Тем временем старик камердинер достал ваксу, щетки, уселся на лавочку и принялся с особенным усердием чистить барские сапоги. Локоть Терептьича быстро двигался то вперёд, то назад, на лбу подпрыгивала у него в такт спустившаяся прядь волос, а щетка мерно шуршала по гладкой поверхности сапога, который покрывался словно спиртовым лаком; но Терентьич, не довольствуясь этой чисткой, от времени до времени осматривал сапог кругом, усердно дышал на него, и густая сапожная щетка снова работала и шуршала. Убедившись в добросовестной отчистке сапог, он поставил их рядышком на конник и накрыл от мух тряпицей; затем Терентьич вычистил барское платье, пришил полуоторванную жилетную пряжку, обрезал ножницами махорки у поношенных господских панталон и аккуратно сложил одежду на тот же конник. Между тем Петрушка успел принести дрова и затопил печь. — Ну, марш теперь спать, —сказал он Петьке. 

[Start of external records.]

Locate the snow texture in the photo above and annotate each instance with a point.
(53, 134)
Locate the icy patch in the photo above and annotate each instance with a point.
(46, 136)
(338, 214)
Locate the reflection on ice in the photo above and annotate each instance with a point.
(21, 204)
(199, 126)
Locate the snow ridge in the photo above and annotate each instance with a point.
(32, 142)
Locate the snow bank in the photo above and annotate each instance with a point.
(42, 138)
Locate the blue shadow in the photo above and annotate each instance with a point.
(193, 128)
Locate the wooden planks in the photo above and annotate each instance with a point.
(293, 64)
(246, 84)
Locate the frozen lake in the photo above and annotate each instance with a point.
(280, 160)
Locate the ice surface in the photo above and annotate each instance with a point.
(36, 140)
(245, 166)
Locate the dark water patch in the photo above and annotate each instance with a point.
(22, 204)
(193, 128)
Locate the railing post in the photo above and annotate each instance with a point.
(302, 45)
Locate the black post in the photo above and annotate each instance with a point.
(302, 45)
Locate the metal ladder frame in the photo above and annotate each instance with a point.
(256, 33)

Последний снова мельком, смущенно посмотрел на задумчивого, молчаливого Терентьича и исчез за дверью. Непривычный треск разгорающихся дров и гул в трубе заставили Терентьича оторваться от нахлынувших мыслей; он посмотрел на пламя, остановился на несколько секунд среди комнаты, сообразил что-то и быстро направился к столу; Терентьич надел очки, взял один пакет, вынул из него бумагу, пробежал её мельком у свечи и затем подошел к топившейся печке, присел на корточки, бросил в неё документ с конвертом и, не отрывая глаз, смотрел, как исписанная бумага сначала скорчилась, пожелтела, потом потемнела и задымилась; как её затем охватило с средины пламя и как она, прогорая, постепенно обращалась в сплошной, черный, волнистый пепел, который зашевелился, покрылся беловатым оттенком и поднялся от тяги в трубу.

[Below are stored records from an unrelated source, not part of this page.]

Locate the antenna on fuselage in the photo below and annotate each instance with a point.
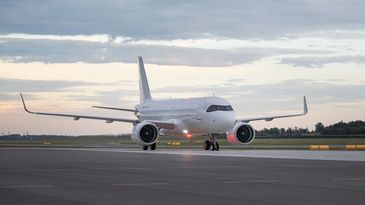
(144, 89)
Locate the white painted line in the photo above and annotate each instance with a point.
(26, 186)
(251, 181)
(348, 179)
(142, 184)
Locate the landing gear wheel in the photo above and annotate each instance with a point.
(153, 146)
(213, 146)
(216, 146)
(207, 145)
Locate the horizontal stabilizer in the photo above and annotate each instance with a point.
(115, 108)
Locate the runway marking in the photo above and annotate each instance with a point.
(122, 168)
(55, 170)
(142, 184)
(27, 186)
(251, 181)
(276, 154)
(348, 179)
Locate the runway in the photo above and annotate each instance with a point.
(121, 176)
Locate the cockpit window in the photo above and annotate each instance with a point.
(213, 108)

Старик поднялся на ноги и, сказавши вслух: «Вот те и вольная! Все равно не узнает», самодовольно направился к постели, снял со стены свою карабинку, дробовик, кожаный мешочек с порохом и занялся снаряжением к завтрашней охоте. Окончив свои сборы, Терентьич стал перед иконами, положил три земные поклона, прочёл вслух обычные молитвы и разделся. Ложась в постель, он осенил себя крестным знамением и уже в кровати крикнул: «Вальтошка!», но пудель не отозвался. «Окаянный пёс! Не лежится ему на месте. Смотри, что вокруг кухни снует! Поди чать раздобыл какой-нибудь мосол, да и гложет его! — Да, отпускную сжег!», —подумал самодовольно крепостной слуга и спокойно заснул. 

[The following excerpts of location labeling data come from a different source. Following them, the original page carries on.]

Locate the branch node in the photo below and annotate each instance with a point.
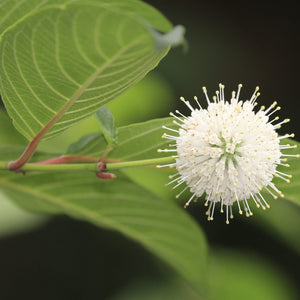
(101, 171)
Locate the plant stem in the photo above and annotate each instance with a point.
(91, 167)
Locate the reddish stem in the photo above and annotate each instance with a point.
(66, 159)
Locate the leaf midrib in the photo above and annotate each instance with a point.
(84, 86)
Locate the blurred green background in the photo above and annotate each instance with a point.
(249, 42)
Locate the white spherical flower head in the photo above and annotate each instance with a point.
(228, 152)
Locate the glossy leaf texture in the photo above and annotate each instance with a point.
(64, 61)
(160, 226)
(136, 141)
(107, 125)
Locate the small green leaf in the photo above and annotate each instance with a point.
(136, 141)
(107, 125)
(173, 38)
(84, 142)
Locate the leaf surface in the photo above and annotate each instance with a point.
(160, 226)
(63, 62)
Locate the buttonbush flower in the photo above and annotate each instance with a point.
(228, 152)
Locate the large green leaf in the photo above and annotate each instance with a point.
(162, 227)
(65, 61)
(136, 141)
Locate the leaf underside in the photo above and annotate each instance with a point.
(159, 225)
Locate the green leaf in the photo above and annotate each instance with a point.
(64, 62)
(162, 227)
(136, 141)
(173, 38)
(85, 141)
(281, 221)
(14, 220)
(107, 125)
(245, 276)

Недаром Аркадий Иванович озаботился заблаговременно написать Сакердону и Даше отпускные: его рана открылась, острые боли в боку стали повторяться все чаще и чаще, и на первой неделе Великого поста Аркадия Ивановича не стало. Князь Дмитрий Борисович в качестве наследника явился в Будликово уже недели две спустя после сорокоуста. С князем явился какой-то молодой немец, который сначала занялся описями, а затем был произведен в должность управляющего сельца Будликова. 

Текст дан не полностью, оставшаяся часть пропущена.